The tribunal concluded that the conduct was simply ‘misguided encouragement’ by a manager to a ‘gender neutral’ part of the body in an open-plan office. Although the conduct was unwise and uncomfortable, it was not harassment.

Mr Raj appealed. He argued, among other things, that the tribunal failed to apply the proper test on the shifting burden of proof.

 

The EAT’s decision

 

The EAT accepted that the tribunal’s reasons made no express reference to the burden of proof provisions contained in the Act.

However, the tribunal had correctly asked whether there were facts from which it could conclude that the unwanted conduct related to Mr Raj’s sex; and had lawfully determined that there were not. The burden of proof was not overcome simply because Mr Raj satisfied the other requirements, or from the tribunal rejecting part of Ms Ward’s account.

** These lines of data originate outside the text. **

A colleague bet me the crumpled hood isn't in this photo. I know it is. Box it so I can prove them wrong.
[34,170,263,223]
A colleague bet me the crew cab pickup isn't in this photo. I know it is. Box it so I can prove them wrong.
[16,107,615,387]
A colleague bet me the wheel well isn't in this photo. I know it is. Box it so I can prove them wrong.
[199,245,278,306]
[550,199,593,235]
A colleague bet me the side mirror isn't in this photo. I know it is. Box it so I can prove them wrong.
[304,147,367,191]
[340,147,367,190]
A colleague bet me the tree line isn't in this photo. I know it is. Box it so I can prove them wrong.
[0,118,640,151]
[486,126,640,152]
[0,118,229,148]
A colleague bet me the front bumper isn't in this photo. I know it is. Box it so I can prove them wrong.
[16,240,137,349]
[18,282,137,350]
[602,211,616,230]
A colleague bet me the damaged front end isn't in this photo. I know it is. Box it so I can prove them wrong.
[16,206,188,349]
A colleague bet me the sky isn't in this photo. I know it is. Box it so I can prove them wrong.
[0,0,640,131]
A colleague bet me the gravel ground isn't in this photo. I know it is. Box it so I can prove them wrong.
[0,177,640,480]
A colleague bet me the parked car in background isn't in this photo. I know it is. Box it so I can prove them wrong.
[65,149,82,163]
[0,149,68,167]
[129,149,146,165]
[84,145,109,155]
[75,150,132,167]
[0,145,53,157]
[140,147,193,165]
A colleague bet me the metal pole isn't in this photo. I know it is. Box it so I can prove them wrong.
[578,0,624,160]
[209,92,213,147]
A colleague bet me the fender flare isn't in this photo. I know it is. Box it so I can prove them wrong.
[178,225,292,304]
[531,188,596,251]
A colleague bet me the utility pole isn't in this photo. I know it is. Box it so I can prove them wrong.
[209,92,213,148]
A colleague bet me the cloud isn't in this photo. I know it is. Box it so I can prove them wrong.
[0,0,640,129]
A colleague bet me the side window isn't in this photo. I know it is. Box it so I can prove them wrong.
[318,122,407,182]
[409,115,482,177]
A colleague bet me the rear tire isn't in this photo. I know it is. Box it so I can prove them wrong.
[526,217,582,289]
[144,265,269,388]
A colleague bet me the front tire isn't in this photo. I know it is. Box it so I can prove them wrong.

In any event, the tribunal found that Capita had proved the reason for the unwanted conduct was misguided encouragement by Ms Ward and had therefore been satisfied that they had shown the conduct in question was unrelated to Mr Raj’s sex.

As such, the appeal was dismissed.

 

What does this mean for schools?

 

Whilst on one level this case provides us with food for thought about the rights or wrongs of the outcome, it is above all a thought-provoking and, perhaps, alarming illustration of the fine line between winning and losing a discrimination case.

It highlights the importance of schools having in place robust policies, procedures and training for all staff which fosters a culture where discrimination is not tolerated and that everything possible is done to protect the dignity of employees. Staff should also be aware of appropriate boundaries surrounding physical contact. This is likely to be particularly important for those working in sports, dance and drama settings where physical contact is more commonplace.

As an employer, if schools can demonstrate having taken “all reasonable steps to prevent discrimination” in the workplace, they may have a defence to a claim for discrimination or harassment. Although this defence is a high hurdle to overcome and will not always succeed, the existence of robust policies and a culture which embraces dignity and inclusion can only help to reduce the likelihood of discrimination claims arising.

Schools should consider reviewing their policies and procedures to ensure they adequately seek to prevent discrimination in the workplace and maintain dignity at work.